La recherche est encourageante. Ce n'est pas une raison pour s'auto-prescrire durant une convalescence médicale.
Ce qui compte le plus pendant la récupération d'une blessure
Trois choses avec des preuves plus solides que n'importe quel supplément :
L'apport en protéines. Les besoins peuvent être élevés pendant la récupération, et des protéines adéquates sont essentielles pour limiter la perte de muscles. La créatine n'en fournit aucune — notre panneau indique 0 g.

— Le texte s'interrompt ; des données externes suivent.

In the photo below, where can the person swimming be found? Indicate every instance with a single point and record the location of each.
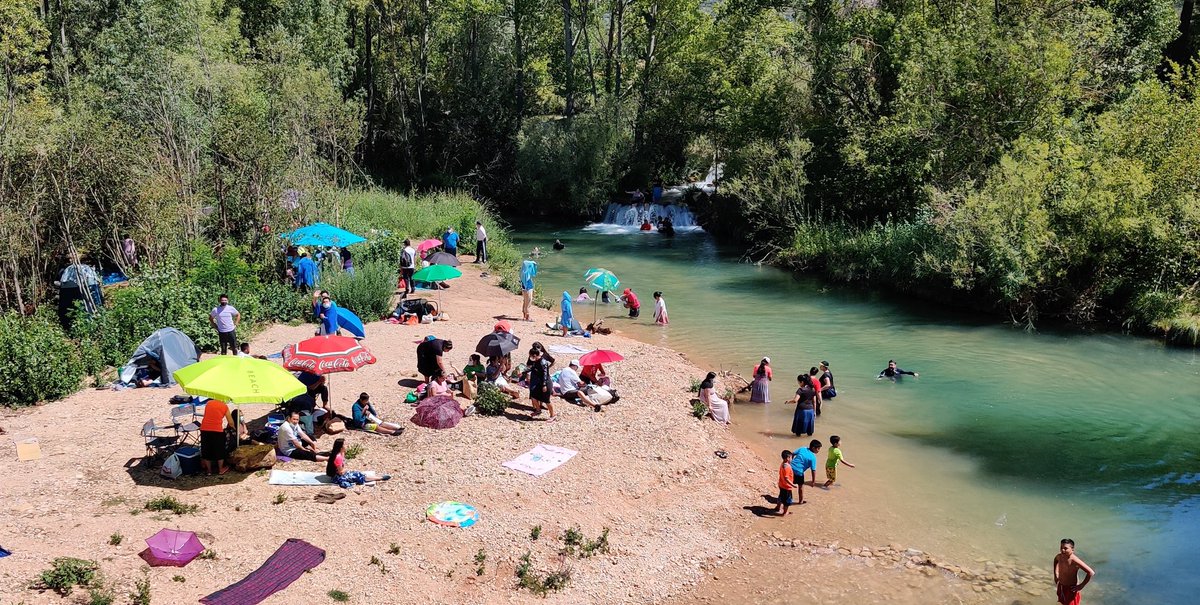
(894, 372)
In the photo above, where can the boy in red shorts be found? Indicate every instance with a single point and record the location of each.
(1066, 573)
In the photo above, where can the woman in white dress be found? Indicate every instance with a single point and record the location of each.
(718, 408)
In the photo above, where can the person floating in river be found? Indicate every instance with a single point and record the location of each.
(894, 372)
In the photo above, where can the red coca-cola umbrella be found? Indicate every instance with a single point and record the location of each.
(327, 354)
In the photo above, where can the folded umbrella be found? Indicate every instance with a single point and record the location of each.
(443, 258)
(497, 343)
(600, 357)
(351, 322)
(172, 547)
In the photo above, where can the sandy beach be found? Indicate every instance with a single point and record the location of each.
(681, 529)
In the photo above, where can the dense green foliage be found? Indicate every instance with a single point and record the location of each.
(36, 359)
(1032, 156)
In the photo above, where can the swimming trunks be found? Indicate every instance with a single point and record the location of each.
(1068, 594)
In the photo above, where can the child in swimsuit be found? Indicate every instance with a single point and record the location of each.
(1066, 573)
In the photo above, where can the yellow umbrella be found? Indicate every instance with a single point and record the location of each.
(238, 379)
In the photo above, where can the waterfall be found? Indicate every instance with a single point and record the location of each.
(633, 215)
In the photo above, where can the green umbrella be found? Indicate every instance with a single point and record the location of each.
(601, 280)
(437, 273)
(237, 379)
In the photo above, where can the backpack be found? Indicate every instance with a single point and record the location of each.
(172, 468)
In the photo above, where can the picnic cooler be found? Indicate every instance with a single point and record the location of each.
(189, 460)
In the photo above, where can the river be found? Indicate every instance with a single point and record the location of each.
(1008, 441)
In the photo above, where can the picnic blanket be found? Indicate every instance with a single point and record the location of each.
(298, 478)
(540, 460)
(288, 563)
(568, 349)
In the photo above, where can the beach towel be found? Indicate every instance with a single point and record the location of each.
(298, 478)
(288, 563)
(540, 460)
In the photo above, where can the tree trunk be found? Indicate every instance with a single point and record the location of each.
(568, 59)
(652, 22)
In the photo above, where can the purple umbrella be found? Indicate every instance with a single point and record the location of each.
(172, 547)
(441, 412)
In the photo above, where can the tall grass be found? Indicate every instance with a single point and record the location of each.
(367, 292)
(387, 219)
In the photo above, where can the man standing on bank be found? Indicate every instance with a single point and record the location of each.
(225, 317)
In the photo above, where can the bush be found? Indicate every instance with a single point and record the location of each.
(66, 573)
(37, 360)
(367, 292)
(171, 504)
(490, 400)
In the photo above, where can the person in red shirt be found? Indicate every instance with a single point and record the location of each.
(213, 436)
(786, 484)
(631, 304)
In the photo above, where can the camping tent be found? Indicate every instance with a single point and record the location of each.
(78, 282)
(171, 347)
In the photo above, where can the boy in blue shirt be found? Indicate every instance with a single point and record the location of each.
(805, 459)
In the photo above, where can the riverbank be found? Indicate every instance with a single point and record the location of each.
(645, 469)
(678, 519)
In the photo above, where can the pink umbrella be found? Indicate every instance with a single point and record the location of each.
(172, 547)
(600, 357)
(441, 412)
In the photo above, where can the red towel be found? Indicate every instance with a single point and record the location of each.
(288, 563)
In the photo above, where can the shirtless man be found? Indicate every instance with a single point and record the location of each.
(1066, 573)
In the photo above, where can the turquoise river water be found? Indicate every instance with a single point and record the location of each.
(1008, 441)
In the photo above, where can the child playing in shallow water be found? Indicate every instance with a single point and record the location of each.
(832, 461)
(786, 484)
(1066, 573)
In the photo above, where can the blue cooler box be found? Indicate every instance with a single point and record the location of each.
(189, 460)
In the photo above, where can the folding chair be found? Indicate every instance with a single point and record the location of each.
(186, 424)
(157, 438)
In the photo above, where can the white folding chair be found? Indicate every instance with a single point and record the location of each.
(186, 424)
(157, 438)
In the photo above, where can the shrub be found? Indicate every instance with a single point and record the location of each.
(490, 400)
(37, 360)
(66, 573)
(367, 292)
(171, 504)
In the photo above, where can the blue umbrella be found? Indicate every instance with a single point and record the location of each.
(351, 322)
(323, 234)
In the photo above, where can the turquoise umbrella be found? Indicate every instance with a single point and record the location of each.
(601, 280)
(323, 234)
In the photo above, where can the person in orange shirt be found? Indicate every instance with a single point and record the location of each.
(213, 436)
(786, 484)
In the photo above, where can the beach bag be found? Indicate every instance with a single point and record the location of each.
(172, 468)
(252, 457)
(333, 425)
(599, 394)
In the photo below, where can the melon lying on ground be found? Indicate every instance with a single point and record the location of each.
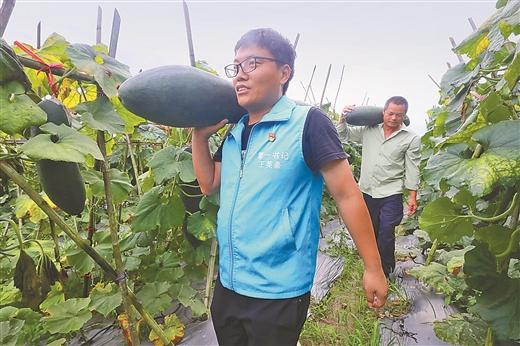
(60, 180)
(368, 116)
(181, 96)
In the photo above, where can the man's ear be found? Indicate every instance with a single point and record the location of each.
(286, 74)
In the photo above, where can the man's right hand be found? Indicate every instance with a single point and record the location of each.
(203, 133)
(347, 109)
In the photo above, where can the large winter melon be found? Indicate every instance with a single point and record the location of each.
(368, 116)
(60, 180)
(180, 96)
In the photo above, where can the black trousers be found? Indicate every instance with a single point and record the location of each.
(386, 213)
(244, 321)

L'apport énergétique total. Sous-alimenter ton corps pendant la récupération accélère la perte musculaire. L'instinct de couper les calories parce que tu ne t'entraînes pas est contre-productif.
Faire tout ce que tu es autorisé à faire. Même une charge partielle, des exercices isométriques sur le côté non blessé ou l'entraînement d'autres parties du corps aide considérablement. Le programme de ton physiothérapeute est l'intervention principale; tout le reste n'est qu'un soutien.
En résumé
Une littérature restreinte mais intéressante suggère que la créatine pourrait limiter la perte de muscles pendant l'immobilisation et améliorer la récupération pendant la réadaptation. C'est l'une des applications les plus convaincantes en dehors de la performance — et l'une de celles qui exigent spécifiquement une discussion préalable avec ton équipe soignante.
Informations générales sur un produit de santé naturel, pas un avis médical.